Rather than explain here, can you please add a comment to the test?

(At some point someone is probably going to have to write down and make sense of all of the semantics we have invented. It's going to be a pain either way, but at least we can preserve our reasoning in code rather than phab comments.)

jlebar edited edge metadata.Oct 21 2016, 1:39 PM

This patch changes the way we match target attributes of base template vs attributes used in explicit instantiation or specialization so that only explicitly specified attributes are considered.

Another question about this: When we have something inside of the force-host-device pragma, the HD attributes it gets are implicit.
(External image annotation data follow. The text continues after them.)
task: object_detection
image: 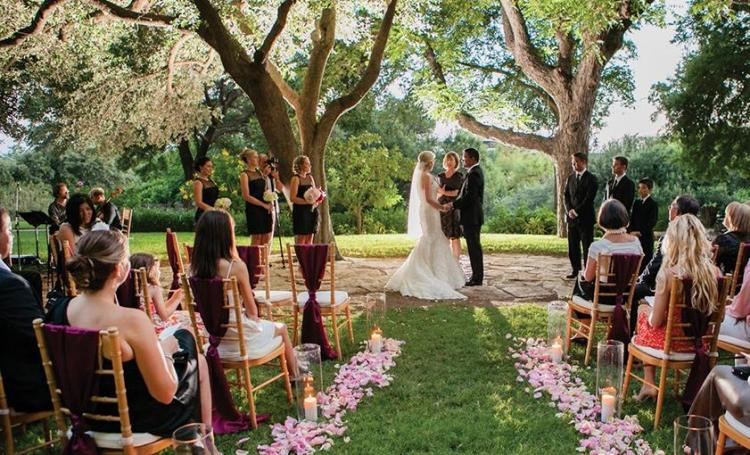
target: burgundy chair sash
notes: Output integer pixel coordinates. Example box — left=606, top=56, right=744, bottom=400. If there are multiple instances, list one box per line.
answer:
left=167, top=232, right=180, bottom=291
left=237, top=245, right=260, bottom=289
left=190, top=277, right=254, bottom=434
left=116, top=270, right=141, bottom=308
left=681, top=277, right=724, bottom=411
left=607, top=254, right=641, bottom=346
left=294, top=243, right=338, bottom=360
left=44, top=324, right=99, bottom=455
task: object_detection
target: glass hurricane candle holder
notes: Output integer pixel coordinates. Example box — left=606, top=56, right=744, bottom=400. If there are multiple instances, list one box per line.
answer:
left=596, top=340, right=625, bottom=422
left=674, top=415, right=714, bottom=455
left=547, top=300, right=568, bottom=363
left=294, top=343, right=324, bottom=422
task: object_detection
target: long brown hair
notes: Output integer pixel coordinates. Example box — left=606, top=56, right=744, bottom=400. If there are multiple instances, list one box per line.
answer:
left=190, top=210, right=235, bottom=278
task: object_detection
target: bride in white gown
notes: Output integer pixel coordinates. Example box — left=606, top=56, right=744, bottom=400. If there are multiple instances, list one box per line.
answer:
left=385, top=151, right=466, bottom=299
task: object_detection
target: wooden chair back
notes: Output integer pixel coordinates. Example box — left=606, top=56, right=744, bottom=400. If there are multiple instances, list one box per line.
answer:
left=729, top=242, right=750, bottom=300
left=664, top=277, right=731, bottom=355
left=167, top=228, right=185, bottom=273
left=592, top=253, right=643, bottom=309
left=122, top=207, right=133, bottom=237
left=60, top=240, right=78, bottom=297
left=286, top=242, right=336, bottom=305
left=180, top=274, right=247, bottom=359
left=237, top=245, right=271, bottom=301
left=34, top=319, right=147, bottom=454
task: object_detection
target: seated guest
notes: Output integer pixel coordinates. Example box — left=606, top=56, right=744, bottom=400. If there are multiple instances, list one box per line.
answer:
left=89, top=188, right=122, bottom=231
left=634, top=215, right=721, bottom=401
left=630, top=195, right=700, bottom=333
left=628, top=178, right=659, bottom=271
left=58, top=194, right=107, bottom=252
left=713, top=202, right=750, bottom=274
left=190, top=210, right=297, bottom=377
left=573, top=199, right=643, bottom=300
left=47, top=183, right=68, bottom=234
left=47, top=231, right=211, bottom=436
left=720, top=267, right=750, bottom=341
left=0, top=207, right=52, bottom=412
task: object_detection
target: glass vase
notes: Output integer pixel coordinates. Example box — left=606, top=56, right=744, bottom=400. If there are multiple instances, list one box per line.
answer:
left=294, top=343, right=324, bottom=422
left=547, top=300, right=568, bottom=363
left=596, top=340, right=625, bottom=422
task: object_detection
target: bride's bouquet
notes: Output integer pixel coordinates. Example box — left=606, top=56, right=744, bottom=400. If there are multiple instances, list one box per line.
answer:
left=263, top=190, right=279, bottom=202
left=304, top=186, right=326, bottom=210
left=214, top=197, right=232, bottom=211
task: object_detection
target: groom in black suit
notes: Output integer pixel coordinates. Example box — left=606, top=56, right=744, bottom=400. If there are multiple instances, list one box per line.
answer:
left=449, top=148, right=484, bottom=286
left=565, top=152, right=597, bottom=279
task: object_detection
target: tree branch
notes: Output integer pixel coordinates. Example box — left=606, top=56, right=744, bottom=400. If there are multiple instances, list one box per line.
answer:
left=253, top=0, right=296, bottom=63
left=555, top=30, right=575, bottom=77
left=167, top=33, right=189, bottom=96
left=266, top=61, right=300, bottom=112
left=0, top=0, right=67, bottom=48
left=458, top=62, right=560, bottom=118
left=321, top=0, right=398, bottom=130
left=456, top=112, right=552, bottom=154
left=500, top=0, right=559, bottom=94
left=0, top=0, right=174, bottom=48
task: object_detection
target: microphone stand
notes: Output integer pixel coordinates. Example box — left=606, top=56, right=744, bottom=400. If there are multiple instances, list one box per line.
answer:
left=269, top=175, right=286, bottom=269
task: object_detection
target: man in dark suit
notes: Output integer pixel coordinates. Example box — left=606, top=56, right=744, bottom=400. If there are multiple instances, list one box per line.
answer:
left=565, top=152, right=598, bottom=279
left=628, top=178, right=659, bottom=271
left=0, top=207, right=52, bottom=412
left=604, top=156, right=635, bottom=213
left=449, top=148, right=484, bottom=286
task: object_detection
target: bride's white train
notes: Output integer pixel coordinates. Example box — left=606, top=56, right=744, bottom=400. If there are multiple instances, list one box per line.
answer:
left=385, top=152, right=466, bottom=299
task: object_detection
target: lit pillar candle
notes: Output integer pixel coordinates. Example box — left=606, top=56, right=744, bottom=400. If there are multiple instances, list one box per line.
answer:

This means that the only way to specialize something inside one of these pragmas is to use the pragma around the specialization? That...seems weird?

tra updated this revision to Diff 75482.Oct 21 2016, 1:54 PM
tra edited edge metadata.

Added a comment explaining expected constexpr function template matching behavior.
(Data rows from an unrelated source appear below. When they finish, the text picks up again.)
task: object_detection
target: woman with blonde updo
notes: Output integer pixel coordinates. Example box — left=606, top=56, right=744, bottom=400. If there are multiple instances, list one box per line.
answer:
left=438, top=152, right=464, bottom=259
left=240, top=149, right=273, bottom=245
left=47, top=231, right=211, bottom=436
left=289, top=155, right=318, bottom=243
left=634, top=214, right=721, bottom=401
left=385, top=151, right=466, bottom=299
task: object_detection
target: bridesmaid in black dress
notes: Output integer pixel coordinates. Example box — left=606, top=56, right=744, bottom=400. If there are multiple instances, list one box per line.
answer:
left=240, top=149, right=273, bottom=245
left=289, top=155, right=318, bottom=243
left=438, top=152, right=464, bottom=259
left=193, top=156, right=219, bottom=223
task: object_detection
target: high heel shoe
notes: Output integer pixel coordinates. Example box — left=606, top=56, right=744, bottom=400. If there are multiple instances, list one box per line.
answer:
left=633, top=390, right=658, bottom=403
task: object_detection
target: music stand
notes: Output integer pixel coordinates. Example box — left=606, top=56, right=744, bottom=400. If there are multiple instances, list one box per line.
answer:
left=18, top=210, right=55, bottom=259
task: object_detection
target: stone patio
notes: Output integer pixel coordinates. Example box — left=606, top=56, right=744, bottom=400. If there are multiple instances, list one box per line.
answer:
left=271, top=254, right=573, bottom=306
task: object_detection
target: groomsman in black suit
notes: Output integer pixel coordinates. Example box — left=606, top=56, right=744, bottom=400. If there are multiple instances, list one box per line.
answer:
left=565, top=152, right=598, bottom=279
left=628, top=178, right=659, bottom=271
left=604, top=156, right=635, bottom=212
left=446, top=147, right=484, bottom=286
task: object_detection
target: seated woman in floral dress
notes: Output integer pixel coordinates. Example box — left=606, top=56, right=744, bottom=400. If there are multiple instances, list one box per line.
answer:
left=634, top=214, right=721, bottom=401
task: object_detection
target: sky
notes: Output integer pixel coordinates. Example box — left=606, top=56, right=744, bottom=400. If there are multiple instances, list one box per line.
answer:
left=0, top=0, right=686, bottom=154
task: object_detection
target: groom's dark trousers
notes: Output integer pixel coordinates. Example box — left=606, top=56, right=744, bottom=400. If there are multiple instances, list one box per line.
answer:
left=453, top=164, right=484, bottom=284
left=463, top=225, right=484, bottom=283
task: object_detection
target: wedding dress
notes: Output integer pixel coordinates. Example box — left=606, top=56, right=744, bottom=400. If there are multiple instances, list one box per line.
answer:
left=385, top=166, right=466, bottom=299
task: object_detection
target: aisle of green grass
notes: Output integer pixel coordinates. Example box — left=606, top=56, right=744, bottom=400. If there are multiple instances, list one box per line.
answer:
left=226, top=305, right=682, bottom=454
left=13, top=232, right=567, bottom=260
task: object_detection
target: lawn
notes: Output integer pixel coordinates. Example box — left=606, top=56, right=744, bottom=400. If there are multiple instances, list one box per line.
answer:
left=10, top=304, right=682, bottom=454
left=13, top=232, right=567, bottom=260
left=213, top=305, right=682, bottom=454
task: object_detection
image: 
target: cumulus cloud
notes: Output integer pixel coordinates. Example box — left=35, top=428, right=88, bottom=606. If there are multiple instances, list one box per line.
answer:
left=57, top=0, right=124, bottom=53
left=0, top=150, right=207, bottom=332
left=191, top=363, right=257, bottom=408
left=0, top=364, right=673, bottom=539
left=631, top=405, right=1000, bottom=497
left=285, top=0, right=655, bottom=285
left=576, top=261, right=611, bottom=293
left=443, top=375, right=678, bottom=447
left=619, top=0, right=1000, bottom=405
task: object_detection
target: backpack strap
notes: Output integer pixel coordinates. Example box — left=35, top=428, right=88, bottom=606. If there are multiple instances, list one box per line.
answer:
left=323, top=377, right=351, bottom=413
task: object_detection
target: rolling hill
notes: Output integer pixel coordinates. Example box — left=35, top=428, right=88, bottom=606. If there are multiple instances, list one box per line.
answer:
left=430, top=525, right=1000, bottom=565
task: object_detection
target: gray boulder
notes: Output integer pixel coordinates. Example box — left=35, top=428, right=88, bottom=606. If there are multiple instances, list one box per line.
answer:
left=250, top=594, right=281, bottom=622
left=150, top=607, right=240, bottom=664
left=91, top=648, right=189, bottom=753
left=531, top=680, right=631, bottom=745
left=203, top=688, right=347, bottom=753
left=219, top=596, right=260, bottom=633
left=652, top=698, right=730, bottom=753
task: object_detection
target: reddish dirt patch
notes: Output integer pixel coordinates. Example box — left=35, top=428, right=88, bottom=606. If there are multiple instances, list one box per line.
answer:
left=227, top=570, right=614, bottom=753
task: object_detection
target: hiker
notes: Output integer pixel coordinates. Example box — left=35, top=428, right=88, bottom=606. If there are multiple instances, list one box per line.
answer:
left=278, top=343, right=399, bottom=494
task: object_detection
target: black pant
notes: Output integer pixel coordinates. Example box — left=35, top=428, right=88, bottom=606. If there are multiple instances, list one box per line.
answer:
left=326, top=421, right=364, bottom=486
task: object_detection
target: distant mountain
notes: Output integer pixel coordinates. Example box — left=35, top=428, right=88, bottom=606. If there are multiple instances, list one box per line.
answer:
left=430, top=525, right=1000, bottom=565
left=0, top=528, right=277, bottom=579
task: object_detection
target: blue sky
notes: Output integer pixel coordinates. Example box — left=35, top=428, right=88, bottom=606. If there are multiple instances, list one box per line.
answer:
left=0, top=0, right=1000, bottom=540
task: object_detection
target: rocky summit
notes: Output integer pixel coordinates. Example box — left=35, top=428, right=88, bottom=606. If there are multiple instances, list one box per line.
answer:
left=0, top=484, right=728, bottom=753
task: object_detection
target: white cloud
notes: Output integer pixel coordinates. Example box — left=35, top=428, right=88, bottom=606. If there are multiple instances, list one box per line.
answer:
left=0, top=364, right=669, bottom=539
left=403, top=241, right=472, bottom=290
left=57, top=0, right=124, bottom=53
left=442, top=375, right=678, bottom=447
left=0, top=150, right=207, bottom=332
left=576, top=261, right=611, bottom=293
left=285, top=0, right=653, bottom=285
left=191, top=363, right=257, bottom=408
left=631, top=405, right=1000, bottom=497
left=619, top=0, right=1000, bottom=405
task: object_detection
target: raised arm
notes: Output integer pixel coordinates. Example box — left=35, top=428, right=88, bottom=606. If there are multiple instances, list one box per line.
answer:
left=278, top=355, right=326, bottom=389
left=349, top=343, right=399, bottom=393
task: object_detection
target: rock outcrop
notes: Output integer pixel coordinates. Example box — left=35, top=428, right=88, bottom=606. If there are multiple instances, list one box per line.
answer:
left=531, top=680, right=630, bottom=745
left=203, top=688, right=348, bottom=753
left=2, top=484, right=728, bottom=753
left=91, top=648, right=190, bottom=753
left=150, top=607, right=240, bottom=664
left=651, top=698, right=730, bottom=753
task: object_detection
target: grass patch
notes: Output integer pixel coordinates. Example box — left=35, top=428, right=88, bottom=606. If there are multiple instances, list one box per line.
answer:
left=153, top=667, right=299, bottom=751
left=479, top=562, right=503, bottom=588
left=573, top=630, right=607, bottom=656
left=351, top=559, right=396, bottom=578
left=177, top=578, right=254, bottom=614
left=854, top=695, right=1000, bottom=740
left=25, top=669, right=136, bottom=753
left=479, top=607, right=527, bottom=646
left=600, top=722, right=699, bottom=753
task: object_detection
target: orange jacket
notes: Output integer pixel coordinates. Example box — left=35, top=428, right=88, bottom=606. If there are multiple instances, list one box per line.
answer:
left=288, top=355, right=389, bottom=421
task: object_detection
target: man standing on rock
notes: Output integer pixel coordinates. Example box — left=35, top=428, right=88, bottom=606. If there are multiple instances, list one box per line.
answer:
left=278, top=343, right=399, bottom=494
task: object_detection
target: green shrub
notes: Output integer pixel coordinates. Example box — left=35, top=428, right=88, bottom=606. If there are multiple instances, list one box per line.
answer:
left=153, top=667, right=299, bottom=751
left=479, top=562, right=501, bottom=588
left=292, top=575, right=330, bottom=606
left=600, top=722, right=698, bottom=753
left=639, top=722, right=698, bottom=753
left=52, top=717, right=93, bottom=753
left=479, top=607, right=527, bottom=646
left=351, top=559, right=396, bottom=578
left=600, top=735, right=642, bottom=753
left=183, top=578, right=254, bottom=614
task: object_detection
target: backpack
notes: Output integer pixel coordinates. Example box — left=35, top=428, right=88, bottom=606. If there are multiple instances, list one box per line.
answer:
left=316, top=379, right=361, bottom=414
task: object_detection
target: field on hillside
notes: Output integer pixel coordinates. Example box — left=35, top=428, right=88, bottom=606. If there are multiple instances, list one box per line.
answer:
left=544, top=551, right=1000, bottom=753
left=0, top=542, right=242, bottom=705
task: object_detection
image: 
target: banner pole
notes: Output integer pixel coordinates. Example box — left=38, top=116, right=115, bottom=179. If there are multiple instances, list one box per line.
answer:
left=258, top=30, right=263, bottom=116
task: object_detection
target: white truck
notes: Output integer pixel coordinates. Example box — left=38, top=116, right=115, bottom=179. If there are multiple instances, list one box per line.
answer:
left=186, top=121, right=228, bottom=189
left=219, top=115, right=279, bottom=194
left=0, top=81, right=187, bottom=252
tra added a comment.Oct 21 2016, 2:02 PM

This patch changes the way we match target attributes of base template vs attributes used in explicit instantiation or specialization so that only explicitly specified attributes are considered.

Another question about this: When we have something inside of the force-host-device pragma, the HD attributes it gets are implicit.

.. and therefore ignored for the purposes of matching specialization to template.

This means that the only way to specialize something inside one of these pragmas is to use the pragma around the specialization? That...seems weird?

The whole purpose of this patch is to *ignore* implicit attributes added by compiler and only consider what user has written in the source code. Specialization will work exactly the same regardless of whether template or its specialization are within the pragma. In all cases we'll only consider attributes explicitly specified by the user. I've used constexpr template to illustrate the case where compiler adds implicit HD attributes to the template, but the logic will apply to the specialization, too -- if attributes are not written, they are not considered when we consider which template to match.

To close the loop, we talked about this IRL, and I agree this is the most sane option we can come up with. The user-facing principle is that the signatures of function template specializations must match. We consider CUDA attributes to be part of the function's signature. Therefore the target attributes should match.

Now the question is, should the *implicit plus explicit* or *only explicit* target attributes match? To me, implicit+explicit makes more sense on face. But the problem is, we need to allow C++ code like

constexpr template<typename T> void foo(T);
template<> void foo(int);

We implicitly make constexpr functions HD. The template specialization is not constexpr, so is not implicitly HD. But we cannot disallow this code, because it's valid C++. That effectively constrains our choice above to *only explicit* target attributes.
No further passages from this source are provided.